Car-maker Skoda has come under fire after running a “simply sexist” advert in Ireland.
Under the banner of their “simply clever” campaign, the company ran a full page advert in today’s Irish Independent which showed a groom weighing up his wedding day options – “A: Keep her; B: Give her back to Daddy or C: Trade her in for her younger sister.”
The advert was seized upon by shocked Twitter users, who variously described it as “cringe-inducing”, “hideous” and “simply sexist”.
Skoda Ireland tried to tackle the issue by posting a picture of the next planned advert – this time showing a bride in the foreground and faced with similar options.
But Twitter user Everyday Sexism (@EverydaySexism) told the company: “You realise this is still horribly sexist and doesn't 'make it better' right?”
One user was minded of another advert, appearing some years ago in Germany but also under the “simply clever” banner, which promoted two-zone air conditioning in Skoda cars with a picture of a woman’s breasts in a tight top – with one of her nipples erect.
Scroll down for other images from the Skoda campaign
In response to the pair of adverts, user Dublin Jo (@DublinJo) said: “A cheap laugh at the expense of women for the lads. Good job they don't want us buying their cars!”
Skoda UK issued an apology on Twitter, though they were quick to say that the advert did not appear in Britain.
“The ad currently running in Ireland wasn’t produced or run in the UK though we apologise for any offence caused,” it said.

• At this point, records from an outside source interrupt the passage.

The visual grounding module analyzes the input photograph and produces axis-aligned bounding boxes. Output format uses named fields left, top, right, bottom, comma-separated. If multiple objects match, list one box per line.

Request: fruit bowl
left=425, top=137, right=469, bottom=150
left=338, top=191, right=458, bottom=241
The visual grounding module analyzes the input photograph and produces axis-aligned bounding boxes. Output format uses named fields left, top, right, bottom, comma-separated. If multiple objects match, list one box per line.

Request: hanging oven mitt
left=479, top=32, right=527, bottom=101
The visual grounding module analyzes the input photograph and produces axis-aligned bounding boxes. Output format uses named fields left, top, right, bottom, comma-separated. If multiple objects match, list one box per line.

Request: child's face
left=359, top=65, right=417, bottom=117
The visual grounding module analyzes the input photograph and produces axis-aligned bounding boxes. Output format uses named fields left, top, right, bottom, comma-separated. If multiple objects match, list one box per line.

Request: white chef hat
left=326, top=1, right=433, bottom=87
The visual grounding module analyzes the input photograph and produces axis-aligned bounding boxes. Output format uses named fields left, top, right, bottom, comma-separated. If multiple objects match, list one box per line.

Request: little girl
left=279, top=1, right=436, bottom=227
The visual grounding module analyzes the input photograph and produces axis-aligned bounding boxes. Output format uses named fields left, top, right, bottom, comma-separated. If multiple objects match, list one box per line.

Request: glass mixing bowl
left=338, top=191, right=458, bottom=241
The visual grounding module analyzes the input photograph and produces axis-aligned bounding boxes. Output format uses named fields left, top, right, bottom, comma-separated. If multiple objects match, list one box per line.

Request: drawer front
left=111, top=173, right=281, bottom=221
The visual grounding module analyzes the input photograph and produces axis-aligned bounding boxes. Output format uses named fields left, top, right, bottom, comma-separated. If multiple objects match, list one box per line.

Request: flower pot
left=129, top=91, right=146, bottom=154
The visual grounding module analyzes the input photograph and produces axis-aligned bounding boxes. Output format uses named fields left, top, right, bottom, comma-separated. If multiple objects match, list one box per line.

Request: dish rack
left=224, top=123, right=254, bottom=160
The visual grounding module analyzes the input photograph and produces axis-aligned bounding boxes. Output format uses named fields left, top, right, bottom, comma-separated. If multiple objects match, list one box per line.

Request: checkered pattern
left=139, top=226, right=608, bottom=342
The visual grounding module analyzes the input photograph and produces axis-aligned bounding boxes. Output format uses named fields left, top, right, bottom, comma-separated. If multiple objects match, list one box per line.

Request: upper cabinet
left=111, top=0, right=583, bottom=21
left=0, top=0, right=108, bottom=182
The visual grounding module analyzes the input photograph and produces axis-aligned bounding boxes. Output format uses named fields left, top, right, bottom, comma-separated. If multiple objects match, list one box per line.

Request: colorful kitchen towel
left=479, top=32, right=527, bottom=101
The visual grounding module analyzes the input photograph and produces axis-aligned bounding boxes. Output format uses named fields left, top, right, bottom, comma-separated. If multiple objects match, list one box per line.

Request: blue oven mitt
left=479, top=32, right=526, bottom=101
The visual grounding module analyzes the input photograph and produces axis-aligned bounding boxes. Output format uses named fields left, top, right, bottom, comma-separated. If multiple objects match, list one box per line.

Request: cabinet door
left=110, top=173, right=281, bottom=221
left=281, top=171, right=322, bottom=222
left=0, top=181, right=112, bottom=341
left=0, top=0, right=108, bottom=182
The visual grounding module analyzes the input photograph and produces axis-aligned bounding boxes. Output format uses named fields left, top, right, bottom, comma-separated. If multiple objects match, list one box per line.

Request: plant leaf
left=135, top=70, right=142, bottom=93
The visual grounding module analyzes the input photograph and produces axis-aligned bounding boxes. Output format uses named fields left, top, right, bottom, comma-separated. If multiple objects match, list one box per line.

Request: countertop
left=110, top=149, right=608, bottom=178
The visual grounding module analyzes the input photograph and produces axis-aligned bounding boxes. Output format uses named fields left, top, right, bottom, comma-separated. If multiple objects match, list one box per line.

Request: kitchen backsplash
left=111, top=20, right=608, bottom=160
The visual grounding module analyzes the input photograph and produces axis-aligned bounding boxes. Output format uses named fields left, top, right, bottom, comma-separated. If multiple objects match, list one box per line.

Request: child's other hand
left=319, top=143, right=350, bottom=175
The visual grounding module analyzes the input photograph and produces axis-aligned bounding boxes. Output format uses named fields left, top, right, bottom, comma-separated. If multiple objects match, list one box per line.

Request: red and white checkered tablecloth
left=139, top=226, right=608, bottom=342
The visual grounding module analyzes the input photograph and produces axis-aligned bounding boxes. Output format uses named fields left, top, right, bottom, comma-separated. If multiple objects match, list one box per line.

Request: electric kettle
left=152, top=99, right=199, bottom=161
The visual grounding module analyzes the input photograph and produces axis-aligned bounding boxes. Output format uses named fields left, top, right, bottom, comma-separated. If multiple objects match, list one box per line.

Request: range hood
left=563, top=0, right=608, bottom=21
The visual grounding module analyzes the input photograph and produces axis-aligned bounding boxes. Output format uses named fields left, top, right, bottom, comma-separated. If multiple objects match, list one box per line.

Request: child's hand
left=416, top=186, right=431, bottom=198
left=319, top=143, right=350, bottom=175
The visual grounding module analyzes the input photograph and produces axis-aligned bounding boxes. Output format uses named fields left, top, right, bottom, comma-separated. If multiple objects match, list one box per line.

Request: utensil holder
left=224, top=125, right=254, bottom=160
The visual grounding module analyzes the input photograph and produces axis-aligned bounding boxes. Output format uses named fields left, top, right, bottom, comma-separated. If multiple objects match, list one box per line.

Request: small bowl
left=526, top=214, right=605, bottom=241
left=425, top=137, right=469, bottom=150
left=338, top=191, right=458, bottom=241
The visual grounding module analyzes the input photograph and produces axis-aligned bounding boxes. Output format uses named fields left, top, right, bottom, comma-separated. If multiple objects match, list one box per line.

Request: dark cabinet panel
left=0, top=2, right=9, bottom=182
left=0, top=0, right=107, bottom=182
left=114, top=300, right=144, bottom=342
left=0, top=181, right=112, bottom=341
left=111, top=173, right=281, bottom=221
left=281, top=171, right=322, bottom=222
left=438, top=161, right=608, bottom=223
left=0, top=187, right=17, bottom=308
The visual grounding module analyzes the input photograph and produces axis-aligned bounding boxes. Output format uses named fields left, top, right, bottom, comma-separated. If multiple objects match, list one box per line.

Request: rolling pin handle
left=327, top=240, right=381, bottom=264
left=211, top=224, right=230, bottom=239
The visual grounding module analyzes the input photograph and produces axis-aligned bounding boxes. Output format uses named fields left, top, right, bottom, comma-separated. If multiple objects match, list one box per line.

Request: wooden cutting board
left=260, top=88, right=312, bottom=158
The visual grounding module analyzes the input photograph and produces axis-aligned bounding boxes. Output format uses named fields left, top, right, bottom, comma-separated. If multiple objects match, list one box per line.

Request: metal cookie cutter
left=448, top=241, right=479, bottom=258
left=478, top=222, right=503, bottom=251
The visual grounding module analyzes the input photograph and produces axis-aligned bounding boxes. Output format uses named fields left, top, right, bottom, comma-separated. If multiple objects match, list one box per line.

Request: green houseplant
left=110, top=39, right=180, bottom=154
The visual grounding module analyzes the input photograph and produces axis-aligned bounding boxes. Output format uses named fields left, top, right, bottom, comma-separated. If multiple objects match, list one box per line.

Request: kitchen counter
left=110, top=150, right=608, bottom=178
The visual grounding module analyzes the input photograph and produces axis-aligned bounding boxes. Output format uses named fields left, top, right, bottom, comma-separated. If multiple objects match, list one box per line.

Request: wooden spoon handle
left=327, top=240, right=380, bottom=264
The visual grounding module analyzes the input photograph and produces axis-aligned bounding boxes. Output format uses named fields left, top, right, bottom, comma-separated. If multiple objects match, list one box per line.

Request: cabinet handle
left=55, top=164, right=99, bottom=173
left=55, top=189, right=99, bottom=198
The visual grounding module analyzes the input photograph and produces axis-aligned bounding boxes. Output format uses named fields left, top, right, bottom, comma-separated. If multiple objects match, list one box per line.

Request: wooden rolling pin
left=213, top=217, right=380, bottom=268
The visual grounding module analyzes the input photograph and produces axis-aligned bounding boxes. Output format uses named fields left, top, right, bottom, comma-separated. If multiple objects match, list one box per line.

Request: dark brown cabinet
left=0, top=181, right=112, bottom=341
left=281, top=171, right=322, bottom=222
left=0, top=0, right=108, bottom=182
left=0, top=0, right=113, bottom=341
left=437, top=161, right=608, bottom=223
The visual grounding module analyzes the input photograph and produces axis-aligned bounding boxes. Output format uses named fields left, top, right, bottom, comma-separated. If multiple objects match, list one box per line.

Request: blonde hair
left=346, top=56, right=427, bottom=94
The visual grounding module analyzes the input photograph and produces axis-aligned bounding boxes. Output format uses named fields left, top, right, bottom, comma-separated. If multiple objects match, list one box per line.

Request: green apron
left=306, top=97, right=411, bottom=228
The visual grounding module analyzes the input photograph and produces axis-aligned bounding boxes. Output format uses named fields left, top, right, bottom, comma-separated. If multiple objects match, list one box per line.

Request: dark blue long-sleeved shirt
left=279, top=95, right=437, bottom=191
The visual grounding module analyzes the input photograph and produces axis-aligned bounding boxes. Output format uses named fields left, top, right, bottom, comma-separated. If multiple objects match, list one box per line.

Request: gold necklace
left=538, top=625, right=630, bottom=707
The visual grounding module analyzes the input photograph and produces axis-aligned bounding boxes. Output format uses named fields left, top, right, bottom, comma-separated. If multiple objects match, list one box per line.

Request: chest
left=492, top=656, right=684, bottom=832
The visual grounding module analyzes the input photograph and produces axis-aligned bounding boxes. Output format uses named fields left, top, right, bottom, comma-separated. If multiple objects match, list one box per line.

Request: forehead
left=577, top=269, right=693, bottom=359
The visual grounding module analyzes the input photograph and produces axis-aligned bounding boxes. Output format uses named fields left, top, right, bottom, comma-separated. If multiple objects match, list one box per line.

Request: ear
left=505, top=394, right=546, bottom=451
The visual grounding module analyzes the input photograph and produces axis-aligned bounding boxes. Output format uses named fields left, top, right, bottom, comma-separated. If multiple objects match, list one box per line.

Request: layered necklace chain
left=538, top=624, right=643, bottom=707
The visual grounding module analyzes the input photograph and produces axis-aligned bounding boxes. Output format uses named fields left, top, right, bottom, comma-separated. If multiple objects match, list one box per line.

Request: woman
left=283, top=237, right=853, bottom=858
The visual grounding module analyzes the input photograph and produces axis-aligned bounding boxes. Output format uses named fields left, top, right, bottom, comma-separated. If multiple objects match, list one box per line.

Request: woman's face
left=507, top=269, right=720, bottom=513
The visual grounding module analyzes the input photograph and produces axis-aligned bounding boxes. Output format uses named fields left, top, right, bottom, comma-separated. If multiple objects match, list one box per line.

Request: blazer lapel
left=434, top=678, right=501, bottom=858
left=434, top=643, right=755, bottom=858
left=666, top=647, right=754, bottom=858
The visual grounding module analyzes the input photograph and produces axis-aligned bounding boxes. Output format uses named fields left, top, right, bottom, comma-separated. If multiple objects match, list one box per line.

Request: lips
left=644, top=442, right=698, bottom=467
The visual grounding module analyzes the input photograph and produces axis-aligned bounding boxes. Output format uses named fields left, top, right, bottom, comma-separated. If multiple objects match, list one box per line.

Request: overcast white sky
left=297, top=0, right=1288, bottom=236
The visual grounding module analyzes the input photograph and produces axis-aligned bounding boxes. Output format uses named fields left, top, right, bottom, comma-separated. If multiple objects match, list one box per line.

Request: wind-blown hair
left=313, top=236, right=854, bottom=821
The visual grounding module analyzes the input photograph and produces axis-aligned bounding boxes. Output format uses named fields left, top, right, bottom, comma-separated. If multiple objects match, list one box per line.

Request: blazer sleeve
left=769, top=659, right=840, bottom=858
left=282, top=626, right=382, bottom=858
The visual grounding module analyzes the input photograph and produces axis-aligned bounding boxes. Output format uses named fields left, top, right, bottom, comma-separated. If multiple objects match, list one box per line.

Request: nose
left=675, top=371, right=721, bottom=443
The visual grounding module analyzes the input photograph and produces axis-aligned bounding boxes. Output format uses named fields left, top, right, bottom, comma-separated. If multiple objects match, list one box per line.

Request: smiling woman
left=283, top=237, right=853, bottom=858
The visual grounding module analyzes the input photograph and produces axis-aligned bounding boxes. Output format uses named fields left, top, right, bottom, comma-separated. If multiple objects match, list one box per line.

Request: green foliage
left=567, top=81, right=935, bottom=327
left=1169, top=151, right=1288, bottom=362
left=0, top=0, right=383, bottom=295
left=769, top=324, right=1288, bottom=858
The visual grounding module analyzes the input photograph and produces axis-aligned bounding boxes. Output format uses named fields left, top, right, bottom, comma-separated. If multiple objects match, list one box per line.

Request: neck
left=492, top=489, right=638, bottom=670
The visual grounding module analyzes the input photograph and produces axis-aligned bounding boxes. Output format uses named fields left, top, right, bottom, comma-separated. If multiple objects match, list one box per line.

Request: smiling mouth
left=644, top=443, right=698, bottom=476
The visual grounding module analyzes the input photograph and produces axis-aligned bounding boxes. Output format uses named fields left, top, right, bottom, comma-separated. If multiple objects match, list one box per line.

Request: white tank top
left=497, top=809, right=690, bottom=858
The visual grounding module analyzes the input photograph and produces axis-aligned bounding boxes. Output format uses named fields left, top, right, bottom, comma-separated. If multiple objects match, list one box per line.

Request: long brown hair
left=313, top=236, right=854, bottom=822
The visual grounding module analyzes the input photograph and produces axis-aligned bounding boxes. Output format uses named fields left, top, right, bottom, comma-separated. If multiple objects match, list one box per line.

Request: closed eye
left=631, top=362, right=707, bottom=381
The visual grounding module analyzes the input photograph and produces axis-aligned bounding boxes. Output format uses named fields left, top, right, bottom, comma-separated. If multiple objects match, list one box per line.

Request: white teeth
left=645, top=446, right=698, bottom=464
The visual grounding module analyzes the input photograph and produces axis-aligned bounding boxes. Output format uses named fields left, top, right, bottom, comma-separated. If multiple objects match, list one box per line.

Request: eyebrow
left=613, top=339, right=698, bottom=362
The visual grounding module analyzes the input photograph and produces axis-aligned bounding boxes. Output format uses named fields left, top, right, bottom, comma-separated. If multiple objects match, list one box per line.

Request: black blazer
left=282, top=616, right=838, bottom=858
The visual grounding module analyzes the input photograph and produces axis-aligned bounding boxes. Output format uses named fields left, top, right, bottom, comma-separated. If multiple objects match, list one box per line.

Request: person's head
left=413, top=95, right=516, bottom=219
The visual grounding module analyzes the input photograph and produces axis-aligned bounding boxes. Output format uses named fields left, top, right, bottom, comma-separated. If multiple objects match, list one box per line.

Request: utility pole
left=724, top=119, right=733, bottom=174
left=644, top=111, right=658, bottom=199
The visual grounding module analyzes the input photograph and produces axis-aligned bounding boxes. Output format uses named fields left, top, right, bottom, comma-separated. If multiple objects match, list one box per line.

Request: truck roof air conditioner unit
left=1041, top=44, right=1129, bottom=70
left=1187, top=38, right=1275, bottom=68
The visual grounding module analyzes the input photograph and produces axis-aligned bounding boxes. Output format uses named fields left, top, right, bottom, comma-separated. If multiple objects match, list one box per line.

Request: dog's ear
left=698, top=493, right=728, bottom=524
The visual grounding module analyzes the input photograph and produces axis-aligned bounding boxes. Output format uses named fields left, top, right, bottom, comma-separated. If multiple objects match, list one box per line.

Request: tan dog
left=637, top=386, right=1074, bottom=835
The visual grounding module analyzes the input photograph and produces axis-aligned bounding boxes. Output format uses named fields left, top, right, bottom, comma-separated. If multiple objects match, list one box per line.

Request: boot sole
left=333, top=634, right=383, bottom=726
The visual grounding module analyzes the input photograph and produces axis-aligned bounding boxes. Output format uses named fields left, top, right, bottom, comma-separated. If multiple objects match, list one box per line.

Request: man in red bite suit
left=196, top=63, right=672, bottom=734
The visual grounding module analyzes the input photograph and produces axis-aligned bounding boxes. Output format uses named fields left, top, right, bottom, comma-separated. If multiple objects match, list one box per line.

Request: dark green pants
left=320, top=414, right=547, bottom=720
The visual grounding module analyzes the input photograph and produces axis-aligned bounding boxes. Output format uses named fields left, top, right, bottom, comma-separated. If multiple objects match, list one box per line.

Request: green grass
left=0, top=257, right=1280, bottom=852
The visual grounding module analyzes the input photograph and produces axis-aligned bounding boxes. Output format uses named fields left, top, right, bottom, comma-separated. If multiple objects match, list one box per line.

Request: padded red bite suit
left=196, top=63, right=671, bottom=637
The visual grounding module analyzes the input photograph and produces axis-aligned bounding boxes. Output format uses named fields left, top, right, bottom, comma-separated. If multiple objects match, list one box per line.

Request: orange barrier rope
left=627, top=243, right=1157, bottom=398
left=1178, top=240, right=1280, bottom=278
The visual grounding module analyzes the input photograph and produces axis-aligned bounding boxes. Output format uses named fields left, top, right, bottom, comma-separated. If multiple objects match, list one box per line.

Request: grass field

Damian O’Broin, the founder and director of marketing agency Ask Direct in Ireland, said: “So. Which brilliant creative agency came up with that stupid, sexist Skoda ad?”
Naomi O’Leary, an Irish news reporter who works for Reuters in Italy, wrote that the advert was saying: “Lads, wouldn't it be great if we could still acknowledge women are objects?”
And Joan O'Connell joked: “I like my women like I like my car: property for purchase.”
While Skoda UK was happy to say sorry, Skoda Ireland did no such thing. Their response to the furore: “Finance offers can be boring so we’re being firmly tongue-in-cheek to make it more engaging.”
They did not elaborate on whether the pun was intended.